The Trade Deficit Is Up Under Trump

Donald Trump won key midwestern states and the presidency in 2016 in no small part because of his focus on trade reforms and promise to “speedily reduce the deficit.” But as he lost many of those states in the 2020 election during the third quarter of Trump’s fourth year in office, the trade deficit is 26.4% higher than in the same period in President Barack Obama’s last year. This despite a 14.6% overall fall-off in trade flows compared to 2019 related to the COVID-19 pandemic. The question now is whether President-elect Joe Biden will take bold action on trade policy and deliver more balanced trade flows and boost domestic manufacturing. Working people have had it with the failed agenda of corporate-led hyperglobalization that has resulted in millions of good American offshored, downward pressure on wages and America so weakened it cannot produce the basic goods it needs to battle the COVID-19 crisis.

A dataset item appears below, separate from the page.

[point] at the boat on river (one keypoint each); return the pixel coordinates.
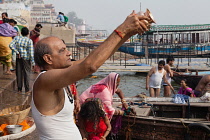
(161, 119)
(192, 78)
(176, 40)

U.S. Census Bureau trade data shows that:

  • In inflation-adjusted terms, the $489.5 billion trade deficit in the first nine months of 2020 is more than 26% higher than the $387 billion deficit during the same period in 2016, before President Donald Trump entered office promising to eliminate the deficit entirely. The current figure is also 7.2% higher compared to the same months in 2019 ($456.4 in inflation-adjusted dollars).
  • The 9-month trade deficit in goods decreased in 2020 from $675.5 billion in 2019 (inflation-adjusted) to $661.6 billion in 2020, a 2% reduction. However, the 2020 9-month deficit in goods is up 11.4% compared to 2016’s figure ($593.9 in inflation-adjusted dollars).
  • The manufactured goods trade for the first nine months of 2020 is 13.6% higher than in 2016 (from $695.5 billion to $790 billion in inflation-adjusted dollars).
  • The China trade in goods deficit is down relative to Obama’s final year, but there is a “trade diversion” effect of imports increasing from other countries.
  • The 2020 nine-month trade in goods deficit with China of $224.5 billion is 19.7% smaller compared to 2016, before Trump entered office, when it was $279.7 billion in inflation-adjusted dollars for the January to September period. The China deficit is down more than 16% in inflation-adjusted terms from 2019, when it was $268.1 billion in the first three quarters of the year.
  • In inflation-adjusted dollars, the goods trade deficit with the rest of the world (excluding China) increased from $407.4 billion to $437 billion in the first nine months of 2020 relative to the same period in 2019, a 7.3% rise.

*Data Note: Trade data is sourced from the U.S. Census Bureau and the U.S. Bureau of Economic Analysis. We present deficit figures adjusted for inflation to the base month of September 2020 and expressed the data in constant dollars, so the figures represent actual changes in the trade balances.